It was public knowledge that Martha coped really well when her husband of 30 years left her for an older, fatter model named Gloria. Everyone told her so.

‘ You’re coping really well,’ said her sister, Ruth, ‘welcome to the singles club.’

‘ You’re coping really well,’ said her friend, Louise, ‘ life doesn’t end just because you haven’t got a man, does it, Dave?’

‘ You’re coping really well,’ said her son, Ed, ‘can I borrow £10, just until my student loan comes in? I can’t ask dad.’

Martha stirred her tea with a pencil and thought about the day Dan left, two weeks before.

‘Our relationsh­ip has gone stale, it’s different with Gloria,’ he had said, ‘she and I have so much in common.’

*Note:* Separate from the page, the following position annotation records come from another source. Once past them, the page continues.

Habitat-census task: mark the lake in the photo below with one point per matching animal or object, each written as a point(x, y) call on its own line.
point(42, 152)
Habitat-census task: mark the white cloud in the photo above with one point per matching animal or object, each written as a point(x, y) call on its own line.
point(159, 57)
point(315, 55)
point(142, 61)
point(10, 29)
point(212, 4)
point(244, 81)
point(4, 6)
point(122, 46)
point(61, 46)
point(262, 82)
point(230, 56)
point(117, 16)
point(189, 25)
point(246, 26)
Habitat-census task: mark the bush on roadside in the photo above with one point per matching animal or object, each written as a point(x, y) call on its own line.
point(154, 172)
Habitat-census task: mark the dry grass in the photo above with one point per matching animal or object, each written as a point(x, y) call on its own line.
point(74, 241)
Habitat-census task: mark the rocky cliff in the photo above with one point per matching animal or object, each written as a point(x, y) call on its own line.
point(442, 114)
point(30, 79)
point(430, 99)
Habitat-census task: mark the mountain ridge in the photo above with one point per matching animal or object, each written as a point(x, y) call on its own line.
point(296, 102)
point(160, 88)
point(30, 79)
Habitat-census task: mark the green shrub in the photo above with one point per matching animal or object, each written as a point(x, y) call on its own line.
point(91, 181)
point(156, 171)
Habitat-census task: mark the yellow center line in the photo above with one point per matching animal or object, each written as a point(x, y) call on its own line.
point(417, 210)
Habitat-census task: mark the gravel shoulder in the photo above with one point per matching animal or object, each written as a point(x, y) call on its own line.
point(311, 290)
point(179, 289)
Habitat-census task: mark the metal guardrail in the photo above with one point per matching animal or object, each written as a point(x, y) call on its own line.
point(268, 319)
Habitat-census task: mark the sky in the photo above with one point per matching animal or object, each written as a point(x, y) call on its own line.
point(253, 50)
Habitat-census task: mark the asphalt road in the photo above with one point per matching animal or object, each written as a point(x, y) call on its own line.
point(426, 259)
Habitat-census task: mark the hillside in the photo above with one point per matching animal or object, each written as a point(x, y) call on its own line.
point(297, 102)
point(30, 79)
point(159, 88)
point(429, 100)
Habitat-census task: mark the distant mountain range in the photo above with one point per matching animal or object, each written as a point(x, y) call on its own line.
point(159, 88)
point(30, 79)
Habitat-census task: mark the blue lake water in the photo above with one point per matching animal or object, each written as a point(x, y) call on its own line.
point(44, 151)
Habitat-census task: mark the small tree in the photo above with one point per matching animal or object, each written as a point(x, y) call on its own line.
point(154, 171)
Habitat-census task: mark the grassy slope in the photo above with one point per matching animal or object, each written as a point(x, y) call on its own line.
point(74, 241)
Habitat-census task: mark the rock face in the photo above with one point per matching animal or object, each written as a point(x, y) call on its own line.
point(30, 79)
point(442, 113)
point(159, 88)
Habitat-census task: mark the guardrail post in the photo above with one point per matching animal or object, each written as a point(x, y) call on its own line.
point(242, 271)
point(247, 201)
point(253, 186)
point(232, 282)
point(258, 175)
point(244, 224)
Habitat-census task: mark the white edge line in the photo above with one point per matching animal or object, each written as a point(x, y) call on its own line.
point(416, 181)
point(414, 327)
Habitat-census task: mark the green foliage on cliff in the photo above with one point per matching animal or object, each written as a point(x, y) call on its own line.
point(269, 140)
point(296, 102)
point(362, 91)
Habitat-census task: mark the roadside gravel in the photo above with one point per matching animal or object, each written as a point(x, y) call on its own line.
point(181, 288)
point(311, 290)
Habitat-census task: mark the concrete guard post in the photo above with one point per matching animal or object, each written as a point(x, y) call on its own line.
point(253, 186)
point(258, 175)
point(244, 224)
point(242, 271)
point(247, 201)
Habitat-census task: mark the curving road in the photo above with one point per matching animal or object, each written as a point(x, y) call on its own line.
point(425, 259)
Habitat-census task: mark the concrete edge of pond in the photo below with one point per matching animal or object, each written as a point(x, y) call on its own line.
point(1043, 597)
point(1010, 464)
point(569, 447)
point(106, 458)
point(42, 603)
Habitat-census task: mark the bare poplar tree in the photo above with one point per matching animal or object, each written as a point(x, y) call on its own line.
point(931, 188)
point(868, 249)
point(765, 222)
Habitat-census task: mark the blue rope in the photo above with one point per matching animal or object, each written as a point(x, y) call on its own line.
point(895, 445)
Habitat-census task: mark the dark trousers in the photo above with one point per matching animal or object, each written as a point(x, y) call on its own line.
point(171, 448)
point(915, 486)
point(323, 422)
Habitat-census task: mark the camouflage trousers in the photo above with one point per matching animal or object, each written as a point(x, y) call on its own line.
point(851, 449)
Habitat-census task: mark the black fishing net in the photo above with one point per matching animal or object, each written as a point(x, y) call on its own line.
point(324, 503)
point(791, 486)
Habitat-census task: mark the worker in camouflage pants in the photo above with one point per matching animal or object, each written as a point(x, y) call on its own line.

Martha had considered this for a minute. She knew Gloria from her Zumba class – it was that kind of neighbourh­ood. Everyone knew everyone else a little bit, but no one knew much about anyone.

‘She collects ornamental spoons,’ Martha said, rememberin­g a short conversati­on after class,

‘is that the something you have in common?’

Dan looked embarrasse­d. ‘There’s stuff you wouldn’t understand,’ he said.

‘Oh, I understand teaspoons,’ Martha said, not realising until later that this would be the last sentence of their relationsh­ip.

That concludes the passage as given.